This year I created Christmas gourd elves to add some festive cheer to my gourd family. Meet Fig, Tinsel, Pip, Lolly, and Jingle. My fingers were itching to work with holiday fabrics, cinnamon sticks, and jingle bells. I started collecting faux fur and fabric. Laying them out on the table with sprigs of pine, twigs, and berries. Que the Christmas music, heat up the glue gun and sharpen the pencil.
This idea of Christmas gourds had started to percolate the year prior. I had asked friends and family, "What should I make out of my gourds for Christmas?" Snowmen, snowmen, and snowmen was the overall response. So I circled around and around the idea of snowmen inside my creative brain. I painted a few gourds white, carved out their faces, and then carved some snowflakes. I looked down at them and thought "Uh". Not feeling it.
Although many artists paint gourds beautifully, it wasn't working for me. Part of what I enjoy about creating with gourds is that in the end, you can still see that it actually started as a dried vegetable. My entirely white-painted gourds just looked like they could be a piece of plastic. It seemed sad to hide a beautiful gourd behind the paint. So the half-made snowmen gourds sat on my work table for about a year. My "Christmas Gourds" would have to wait.

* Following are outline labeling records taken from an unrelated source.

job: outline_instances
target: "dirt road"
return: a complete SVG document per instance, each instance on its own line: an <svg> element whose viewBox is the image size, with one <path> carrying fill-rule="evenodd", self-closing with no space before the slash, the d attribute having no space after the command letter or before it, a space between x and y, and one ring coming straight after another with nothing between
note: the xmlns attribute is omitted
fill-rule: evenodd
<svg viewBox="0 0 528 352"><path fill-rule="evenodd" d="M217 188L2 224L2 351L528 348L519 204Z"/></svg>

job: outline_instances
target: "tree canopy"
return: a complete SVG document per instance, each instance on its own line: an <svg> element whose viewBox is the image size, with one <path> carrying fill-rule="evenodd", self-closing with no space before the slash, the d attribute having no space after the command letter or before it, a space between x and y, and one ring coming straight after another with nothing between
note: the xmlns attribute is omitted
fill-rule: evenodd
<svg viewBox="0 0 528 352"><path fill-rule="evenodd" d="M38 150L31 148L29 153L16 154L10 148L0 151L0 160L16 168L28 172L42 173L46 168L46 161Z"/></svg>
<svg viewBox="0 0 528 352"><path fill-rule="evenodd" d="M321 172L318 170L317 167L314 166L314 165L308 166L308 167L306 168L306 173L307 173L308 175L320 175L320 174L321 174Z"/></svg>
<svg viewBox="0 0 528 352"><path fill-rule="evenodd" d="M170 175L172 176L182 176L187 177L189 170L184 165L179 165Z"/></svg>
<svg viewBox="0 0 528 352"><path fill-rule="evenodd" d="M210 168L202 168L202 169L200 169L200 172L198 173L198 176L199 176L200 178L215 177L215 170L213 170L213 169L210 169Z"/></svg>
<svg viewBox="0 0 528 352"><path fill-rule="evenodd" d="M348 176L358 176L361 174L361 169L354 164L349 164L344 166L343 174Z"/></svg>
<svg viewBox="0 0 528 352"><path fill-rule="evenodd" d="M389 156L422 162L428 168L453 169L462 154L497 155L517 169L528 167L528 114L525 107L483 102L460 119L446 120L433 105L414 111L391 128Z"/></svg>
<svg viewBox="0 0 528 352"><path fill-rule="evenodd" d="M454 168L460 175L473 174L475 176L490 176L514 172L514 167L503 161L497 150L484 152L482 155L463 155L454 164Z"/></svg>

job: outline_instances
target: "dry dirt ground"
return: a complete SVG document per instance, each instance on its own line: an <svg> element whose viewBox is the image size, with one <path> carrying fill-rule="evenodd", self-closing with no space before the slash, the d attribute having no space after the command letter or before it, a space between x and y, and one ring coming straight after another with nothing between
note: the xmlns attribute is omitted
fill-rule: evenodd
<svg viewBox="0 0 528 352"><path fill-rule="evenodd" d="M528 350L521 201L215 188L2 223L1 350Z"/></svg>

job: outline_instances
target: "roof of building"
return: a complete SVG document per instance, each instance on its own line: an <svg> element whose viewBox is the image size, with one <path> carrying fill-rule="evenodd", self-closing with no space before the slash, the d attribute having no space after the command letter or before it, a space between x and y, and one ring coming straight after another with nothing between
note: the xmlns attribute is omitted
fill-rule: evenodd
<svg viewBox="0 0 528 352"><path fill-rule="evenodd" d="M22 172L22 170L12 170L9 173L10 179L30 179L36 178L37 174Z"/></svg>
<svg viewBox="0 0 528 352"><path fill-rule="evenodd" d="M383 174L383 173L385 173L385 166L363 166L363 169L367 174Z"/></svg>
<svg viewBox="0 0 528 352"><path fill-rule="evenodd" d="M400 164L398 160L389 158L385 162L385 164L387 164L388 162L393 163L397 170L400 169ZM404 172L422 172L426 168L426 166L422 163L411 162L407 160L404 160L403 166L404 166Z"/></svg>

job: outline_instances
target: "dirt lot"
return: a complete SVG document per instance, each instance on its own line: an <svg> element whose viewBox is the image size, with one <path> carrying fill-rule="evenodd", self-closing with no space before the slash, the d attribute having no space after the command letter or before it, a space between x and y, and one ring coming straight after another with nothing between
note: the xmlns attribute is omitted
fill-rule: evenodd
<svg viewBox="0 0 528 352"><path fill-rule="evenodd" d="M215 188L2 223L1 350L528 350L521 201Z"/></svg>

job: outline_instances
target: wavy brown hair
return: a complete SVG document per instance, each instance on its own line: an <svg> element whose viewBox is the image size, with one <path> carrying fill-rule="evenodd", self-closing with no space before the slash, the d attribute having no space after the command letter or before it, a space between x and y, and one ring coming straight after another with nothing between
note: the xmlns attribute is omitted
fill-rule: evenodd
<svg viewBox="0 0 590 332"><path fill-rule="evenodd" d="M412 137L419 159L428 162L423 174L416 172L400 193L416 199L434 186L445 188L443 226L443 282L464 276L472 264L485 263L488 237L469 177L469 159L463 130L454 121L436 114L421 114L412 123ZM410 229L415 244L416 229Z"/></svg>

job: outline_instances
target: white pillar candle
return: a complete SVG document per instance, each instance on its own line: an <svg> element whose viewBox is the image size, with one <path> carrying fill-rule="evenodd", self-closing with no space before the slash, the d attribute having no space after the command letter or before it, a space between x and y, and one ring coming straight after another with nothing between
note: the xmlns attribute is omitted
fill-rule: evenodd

Then the lightbulb turned on this past fall. I had it! "Gourd Elves" is the way to go! To start, I knew I wanted some classic buffalo check-themed hats. Meet Jingle and his sidekick Fig. It is shocking how long I looked for the right jungle bells, and a little embarrassing. I only needed a couple to get started. I think I ended up with at least sixty! Not all jingle bells are alike. Settling on a few options I still needed to customize the look a bit, adding the sparkly snow myself.
Lolly came next. I had some pretty red burlap for her, adding some fluffy white sherpa for a Saint Nicholas vibe.
Tinsel and Pip fulfilled my need for a neutral-themed Christmas look. I adore the feeling of fluffy sherpa, and it really fits what I think the North Pole elves would require in those cold temperatures. It's cute but functional. Tinsel has frosted twigs and greenery and silver jingle bells.
And last but not least, Pip. Pip is the oldest and the head of this Christmas gourd gang. He is the tallest elf and wears his Christmas hat with pride. It is made with burlap, with a sherpa trim. His winter white bell hangs down in a saucy style. Pip keeps the other gourd elves on task in the workshop. He leads them in Christmas caroling, and hands out the hot cocoa in abundance!
I'll be looking forward to welcoming in some new elves next year!